I put the light under the long side of the bungy holding it to the bike which forces a downward angle. Then I used another shorter, 
lighter bungy between the light and a connecting point on one of the first bikes or the rack to put some tension on it and level it out. I Have not followed behind this setup to see how level it remains, (will have to now) but I think it stays put.


----------



## dirttime (Aug 7, 2004)

Thanks. That makes sense. I realized that pulling toward the car with another bungee would do it, but I was playing around with just one bike on the rack in the outermost position, and I use a platform rack that doesn't have an appropriate place directly behind the light to hook a bungee to. It will be fine with other bikes to attach to.


----------



## Shark (Feb 4, 2006)

I picked up some short LED strips (I think they are used by motorcycles), mounted to the back tray of my 1up. Wired them onto a plug into the trailer plug on the back.


----------



## JohnJ80 (Oct 10, 2008)

Shark said:


> I picked up some short LED strips (I think they are used by motorcycles), mounted to the back tray of my 1up. Wired them onto a plug into the trailer plug on the back.

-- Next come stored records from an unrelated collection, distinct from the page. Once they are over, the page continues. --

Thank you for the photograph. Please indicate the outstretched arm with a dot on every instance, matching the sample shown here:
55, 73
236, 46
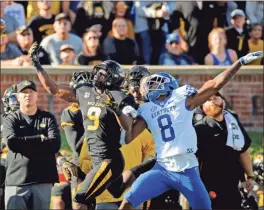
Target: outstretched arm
48, 83
213, 86
138, 127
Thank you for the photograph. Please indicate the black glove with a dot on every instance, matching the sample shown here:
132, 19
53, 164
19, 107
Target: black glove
112, 104
34, 54
68, 169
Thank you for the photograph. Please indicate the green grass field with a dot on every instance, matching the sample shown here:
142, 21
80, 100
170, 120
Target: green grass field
256, 145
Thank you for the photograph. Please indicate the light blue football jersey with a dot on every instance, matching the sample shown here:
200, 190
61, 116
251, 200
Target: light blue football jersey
170, 123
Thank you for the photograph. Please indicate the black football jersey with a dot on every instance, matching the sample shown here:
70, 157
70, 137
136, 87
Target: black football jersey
72, 123
102, 131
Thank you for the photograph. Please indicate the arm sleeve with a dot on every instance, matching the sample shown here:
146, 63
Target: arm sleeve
70, 122
148, 145
200, 129
53, 142
246, 136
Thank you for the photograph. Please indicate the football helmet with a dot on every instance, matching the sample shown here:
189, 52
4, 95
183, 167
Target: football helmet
115, 75
9, 99
159, 84
80, 78
134, 75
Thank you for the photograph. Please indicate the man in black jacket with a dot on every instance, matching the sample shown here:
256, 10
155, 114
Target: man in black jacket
222, 153
33, 138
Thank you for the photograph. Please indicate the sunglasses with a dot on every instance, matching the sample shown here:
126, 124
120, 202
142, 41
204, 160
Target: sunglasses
92, 37
176, 42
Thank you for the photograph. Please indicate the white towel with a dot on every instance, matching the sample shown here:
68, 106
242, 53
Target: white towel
235, 136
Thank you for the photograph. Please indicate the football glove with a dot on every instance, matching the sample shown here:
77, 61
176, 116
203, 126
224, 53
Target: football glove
68, 169
111, 103
250, 57
34, 54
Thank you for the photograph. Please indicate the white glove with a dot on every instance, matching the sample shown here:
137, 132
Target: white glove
250, 57
129, 110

Yep. I did the same thing. Best setup ever. Super bright and no fooling around to connect. Nothing extra required n


----------



## dirttime (Aug 7, 2004)

Yeh, thought about LED strips, too --- even the long ones folks put on their tailgates. But my rack, kuat xfer, doesn't have full trays across, just separate "wells" for the front and back wheels so it didn't seem like a strip was the best solution. Agree it would be more convenient to have something permanently on the rack, though.


----------